Last week, during a lesson on social media, I asked a 6th class how they would describe Twitter to someone who had never heard of it before.
The answer from the boy waving his hand in the back of the room? "Very, very carefully."
After the laughter stopped, I rephrased the question and the same child was able to provide the answer I was seeking. He understood the question, he knew the answer, and he knew exactly what I was looking to hear. But he chose to take it in a different direction. He is not round, he is not square - he is a triangle.
Did this child's answer benefit the class? Probably, because it forced me to use precise verbiage. The second time I asked the question I knew that every child in the room understood it.
Triangles are creative, bright, add dimension to our classroom, and cause us to be a bit more thoughtful in what we say and do.
They also take our classes off on tangential romps, they hijack focus, they disrupt.

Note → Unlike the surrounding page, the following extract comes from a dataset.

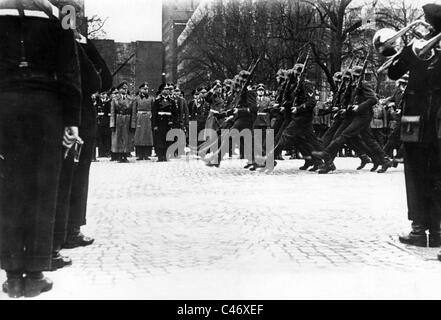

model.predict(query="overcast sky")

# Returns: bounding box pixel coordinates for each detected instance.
[85,0,163,42]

Our job is to harness the triangles and aim their energy into the task at hand. Much easier said than done. Triangles don't always respond to traditional teacher tactics, and more often than not they delight in the attention they bring to themselves. It's challenging, especially when we have to admit that a student noticed a facet of our question/lesson/activity that we failed to foresee.
But that is the beauty of the triangles.
By causing us to consider another meaning, another opinion, another path, they figuratively push the button that prompts us to reevaluate our thinking and our teaching.
Dealing with the triangles can be difficult and sometimes we do need to shut them down. But if we try to view them as an asset and can channel their triangleness in the right direction, it can benefit everyone in the room.
So the next time "that child" brings your lesson to a crashing halt - take a deep breath, think "Triangle!", grab the reins and hang on.
Look at the three linemen in the picture. Specifically the one furthest away.
Do you notice anything unusual?
My son sent me this picture with no explanation.
I was able to pick him out immediately - that child who gave rise to many sleepless nights, refined our parenting skills, caused us to consider carefully how we stated things, and taught us that a leap of faith - whether literal or figurative - can indeed end well.
He is not round, nor is he square. This child is our triangle.